Ex-director da rede informática da Justiça suspeito de sabotagem ao Citius
Dois visados pela auditoria às falhas no Citius trabalhavam no próprio instituto do Ministério da Justiça. São funcionários da PJ, mas estão fora da polícia em comissão de serviço há mais de seis anos.
Além desse responsável serão ainda imputadas responsabilidades a outro técnico de informática. Ambos integravam a estrutura de chefia intermédia do IGFEJ e são originalmente funcionários da carreira de apoio na Polícia Judiciária, mas nunca estiveram ligados à área da investigação. Não são por isso inspectores e há mais de seis anos, garantiu fonte da PJ, que estão na prática sem exercer funções na polícia. Trabalhavam em regime de comissão de serviço no IGFEJ.
O relatório conterá indícios de que chefias intermédias terão omitido informações importantes na preparação do sistema para a reforma judiciária. De acordo com fonte da PJ, terá existido incompetência na liderança da rede informática e dos problemas que foram registados, mas não terão sido completamente reportados à presidência do IGFEJ e do Ministério da Justiça. A mesma fonte policial garantiu que os problemas na rede do Citius e do IGFEJ já estavam há muito assinalados.
A situação está, porém, a gerar polémica no seio da tutela da Justiça, do Ministério Público e até da PJ com responsáveis divididos quanto ao assunto. Se há quem ache que as suspeitas são legítimas e os visados devem ser investigados, algumas fontes nessas instituições deram conta ao PÚBLICO de alguma indignação por considerarem não existir qualquer indício pelo qual se possam apontar responsabilidades aos dois funcionários. Pelo contrário, são descritos como profissionalmente capazes e responsáveis.
O PÚBLICO tentou, sem sucesso até ao momento, contactar o antigo director em causa através do próprio IGFEJ. O presidente do instituto, Rui Pereira, recusou prestar esclarecimentos sobre este assunto. O PÚBLICO questionou ainda o Ministério da Justiça que recusou comentar este assunto.

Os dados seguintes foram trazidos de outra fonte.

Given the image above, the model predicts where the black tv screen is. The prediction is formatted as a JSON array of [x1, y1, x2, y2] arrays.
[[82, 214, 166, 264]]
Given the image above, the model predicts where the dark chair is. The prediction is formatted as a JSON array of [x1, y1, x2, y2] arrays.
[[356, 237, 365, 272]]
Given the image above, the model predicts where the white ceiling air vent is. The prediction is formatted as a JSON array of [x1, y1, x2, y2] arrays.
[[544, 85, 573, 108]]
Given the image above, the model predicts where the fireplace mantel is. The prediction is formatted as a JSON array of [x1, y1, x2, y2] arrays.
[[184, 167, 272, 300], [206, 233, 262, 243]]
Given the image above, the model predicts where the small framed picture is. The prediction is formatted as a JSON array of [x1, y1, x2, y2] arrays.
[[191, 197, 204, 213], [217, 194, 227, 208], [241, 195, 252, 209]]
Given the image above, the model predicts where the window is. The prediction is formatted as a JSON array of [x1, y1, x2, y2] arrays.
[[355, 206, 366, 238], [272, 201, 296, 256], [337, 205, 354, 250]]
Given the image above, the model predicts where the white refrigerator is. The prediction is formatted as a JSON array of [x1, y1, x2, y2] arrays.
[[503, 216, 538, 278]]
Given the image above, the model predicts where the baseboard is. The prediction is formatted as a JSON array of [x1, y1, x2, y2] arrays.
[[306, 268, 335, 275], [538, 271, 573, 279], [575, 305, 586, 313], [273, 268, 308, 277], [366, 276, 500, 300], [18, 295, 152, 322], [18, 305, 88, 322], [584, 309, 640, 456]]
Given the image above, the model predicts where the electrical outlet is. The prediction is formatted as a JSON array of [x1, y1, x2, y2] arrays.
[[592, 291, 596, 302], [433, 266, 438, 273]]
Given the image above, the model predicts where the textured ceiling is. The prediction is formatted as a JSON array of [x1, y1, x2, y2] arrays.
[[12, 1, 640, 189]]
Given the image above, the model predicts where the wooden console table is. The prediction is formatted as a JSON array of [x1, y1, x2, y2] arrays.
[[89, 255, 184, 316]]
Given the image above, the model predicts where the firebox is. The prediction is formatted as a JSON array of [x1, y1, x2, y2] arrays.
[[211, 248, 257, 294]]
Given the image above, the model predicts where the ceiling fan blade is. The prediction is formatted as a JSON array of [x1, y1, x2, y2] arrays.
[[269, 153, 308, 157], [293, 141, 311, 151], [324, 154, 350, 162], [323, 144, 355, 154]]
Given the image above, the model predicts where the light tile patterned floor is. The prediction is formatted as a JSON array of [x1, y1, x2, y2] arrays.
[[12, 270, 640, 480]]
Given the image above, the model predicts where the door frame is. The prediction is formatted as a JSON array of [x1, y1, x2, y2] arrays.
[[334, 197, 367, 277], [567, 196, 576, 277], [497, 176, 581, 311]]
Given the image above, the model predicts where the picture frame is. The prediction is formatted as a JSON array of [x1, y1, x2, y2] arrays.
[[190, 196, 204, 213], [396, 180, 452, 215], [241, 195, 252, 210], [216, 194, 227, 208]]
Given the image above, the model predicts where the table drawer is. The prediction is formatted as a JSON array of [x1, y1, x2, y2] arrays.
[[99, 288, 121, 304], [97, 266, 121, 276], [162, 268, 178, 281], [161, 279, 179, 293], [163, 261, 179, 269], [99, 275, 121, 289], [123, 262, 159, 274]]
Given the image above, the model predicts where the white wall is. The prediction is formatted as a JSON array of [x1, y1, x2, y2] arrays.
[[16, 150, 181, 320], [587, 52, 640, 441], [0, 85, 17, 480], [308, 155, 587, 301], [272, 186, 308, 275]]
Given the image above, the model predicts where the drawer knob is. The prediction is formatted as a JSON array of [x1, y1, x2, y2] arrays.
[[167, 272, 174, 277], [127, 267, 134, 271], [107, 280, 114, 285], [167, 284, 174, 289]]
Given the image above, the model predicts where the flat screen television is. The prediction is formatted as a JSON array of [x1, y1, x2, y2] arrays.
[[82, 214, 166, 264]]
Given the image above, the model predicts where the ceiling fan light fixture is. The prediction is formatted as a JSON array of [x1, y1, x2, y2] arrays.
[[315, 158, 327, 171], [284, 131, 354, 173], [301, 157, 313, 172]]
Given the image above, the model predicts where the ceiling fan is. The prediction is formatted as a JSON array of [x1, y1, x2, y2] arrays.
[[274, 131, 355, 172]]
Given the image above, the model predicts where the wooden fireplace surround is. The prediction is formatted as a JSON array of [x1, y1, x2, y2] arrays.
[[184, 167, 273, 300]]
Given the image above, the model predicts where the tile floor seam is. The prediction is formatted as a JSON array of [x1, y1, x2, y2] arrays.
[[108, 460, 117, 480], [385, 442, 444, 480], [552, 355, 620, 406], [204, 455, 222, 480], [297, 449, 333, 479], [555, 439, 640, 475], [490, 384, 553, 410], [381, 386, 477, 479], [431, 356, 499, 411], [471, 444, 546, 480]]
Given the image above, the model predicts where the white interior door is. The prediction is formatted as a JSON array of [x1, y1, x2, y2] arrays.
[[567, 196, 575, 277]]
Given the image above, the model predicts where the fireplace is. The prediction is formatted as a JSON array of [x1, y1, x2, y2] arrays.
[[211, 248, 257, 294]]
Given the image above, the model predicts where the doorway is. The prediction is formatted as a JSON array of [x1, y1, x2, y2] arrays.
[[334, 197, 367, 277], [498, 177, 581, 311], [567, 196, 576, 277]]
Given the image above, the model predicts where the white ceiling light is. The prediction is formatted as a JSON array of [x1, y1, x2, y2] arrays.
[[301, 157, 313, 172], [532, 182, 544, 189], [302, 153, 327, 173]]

A tutela confirmou apenas mais tarde que o instituto já afastou os dois funcionários dos seus cargos tendo terminado inclusive as comissões de serviço através das quais desempenhavam funções naquele instituto. "Cessaram funções por deliberação do Conselho Directivo do IGFEJ", explicou o Ministério da Justiça.
A cessação de funções terá ocorrido esta quarta-feira, pelo que os funcionários terão de se apresentar na Judiciária de imediato. Nenhum deles alguma vez assumiu funções na área de informática naquela polícia. Fonte da PJ adiantou que o ex-director no IGFEJ era especialista superior na polícia no sector dos recursos humanos. Terá, contudo, começado a carreira como segurança na PJ. O outro funcionário é formado em Marketing. De regresso à PJ, não deverão ter qualquer processo disciplinar naquela instituição, uma vez que os factos pelos quais estarão a ser investigados ocorreram no IGFEJ.
O responsável que desempenhava funções de director no IGFEJ passou também anteriormente pelo Departamento de Investigação e Acção Penal de Lisboa onde esteve ligado à área da informática. As suas funções, porém, não tinham naquele departamento qualquer ligação ao Citius. O DIAP de Lisboa não usa aquele sistema informático. Ali, o actual director no IGFEJ esteve envolvido no apoio ao desenvolvimento de uma aplicação informática de gestão de inquéritos. Trata-se da Aplicação para a Gestão de Inquéritos-Crime (AGIC).
O documento foi enviado pelo Ministério da Justiça para a Procuradoria-Geral da República (PGR) que decidiu entretanto abrir um inquérito ao caso. A direcção do inquérito não foi, contudo, atribuída ao DIAP de Lisboa nem ao Departamento Central de Investigação e Acção Penal de Lisboa (que investiga casos mais complexos), como é habitual noutros casos. Será a própria PGR a investigar o caso. A investigação foi encaminhada para o procurador Pedro Verdelho, coordenador do Gabinete do Cibercrime que funciona na própria Procuradoria.
A procuradora-geral da República, Joana Marques Vidal, sustentou essa decisão com a “complexidade processual e à repercussão social da matéria em investigação”, como previsto no Estatuto do Ministério Público. Ao PÚBLICO, a PGR salientou ainda “os especiais conhecimentos técnicos deste magistrado”, importantes na natureza da do que está em causa neste inquérito.
No despacho enviado sexta-feira à PGR, a ministra da Justiça, Paula Teixeira da Cruz, considera poder estar em causa um crime de sabotagem informática previsto na Lei do Cibercrime. Sugere nesse âmbito à procuradora-geral da República, Joana Marques Vidal, a instauração de um inquérito-crime. A lei prevê uma pena até 10 anos de prisão para quem “perturbar gravemente o funcionamento de um sistema informático”.